Director: James Franco
Writers: Scott Neustadter, Michael H. Weber
Starring: James Franco, Dave Franco, Ari Graynor
Genre: Biography, Comedy, Drama
Rated: R for language throughout and some sexuality/nudity

Synopsis: The improbable story behind Tommy Wiseau’s infamously bad cult film “The Room.”

Review: A few weeks ago, I had the opportunity to watch “The Room” in a theater with a hundred or so rabid fans of the film. I’d seen bits and pieces of the movie, but I’d never sat down to watch it in its entirety. Make no mistake, “The Room” is poorly made and there are aspects of the way the story was filmed that feel torturous and exploitive. And yet, the experience of watching “The Room” was a joyous experience as plastic spoons rained down from above and giant inflated footballs were thrown across the theater. Worst film ever made? Probably not, but it certainly has to be in the conversation.

What gets lost in all of this is that Tommy Wiseau, the director, writer and star of “The Room,” made a film that somehow managed to become a culture phenomenon.

If you asked me, which you haven’t, I’d say the secret to the success is Wiseau himself. Wiseau is a bizarre enigma, the sort of character that most writers wouldn’t dare to create. So of course, James Franco, a character of sorts in his own right, would direct and star (as Wiseau, no less) in a film dedicated to exploring the making of “The Room.”

And you know what? It’s a pretty amazing story that makes for an extremely enjoyable film.

“The Disaster Artist” is a celebration and a cautionary tale. It is part American Dream and part American Delusion. It could have been a Christopher Guest film, but it was true, so someone else had to make it.

My fear was that Franco, along with co-stars Dave Franco, Ari Graynor, Seth Rogan, Alison Brie and Jacki Weaver, would be laughing at Wiseau and exploiting his eccentricities in hopes of making a few dollars from the millennial crowd, Instead, the film is actually a labor of love made by people who are as fascinated with Wiseau and the making of his film as they are bewildered by the film itself.

Bewildered, but entertained.

“The Disaster Artist” is a funny film, but it is also a film that respects the story it is telling. It would be easy to make a film that simply mocks Wiseau and his efforts to make a Hollywood masterpiece. It is far more difficult to make a film that not only makes the audience care about Wiseau, but also feel a mixture of sadness and joy when it comes to the way his film was received. It is a film about people who went to Hollywood to find fortune and fame and had to settle for being part of something that is beloved because it is awful. There is some sadness there. That's the double-edged sword of fame. You can aspire to be well known, but you can’t always determine what you are known for.

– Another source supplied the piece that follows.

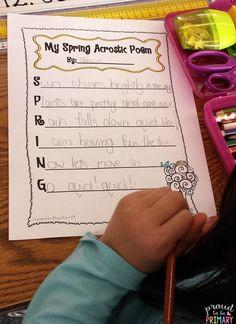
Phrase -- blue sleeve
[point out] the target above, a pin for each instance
(85, 288)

Franco and his team have made a film that is filled with affection. The story is strange enough, no need to embellish or overplay it. Just tell it.

There's no need to have seen "The Room" but, should you choose to, I highly suggest you do so with an audience. The rowdier the better.

Franco is a workaholic. In any given year, he’ll appear in a dozen or so different projects. He’s so ever present that sometimes it’s easy to overlook how talented he is. It takes films like “Milk,” “127 Hours” or “The Disaster Artist” to remind us that we’ve taken him for granted. Maybe he has taken his own talent for granted. Don’t be surprised if an Academy Award nomination is forthcoming.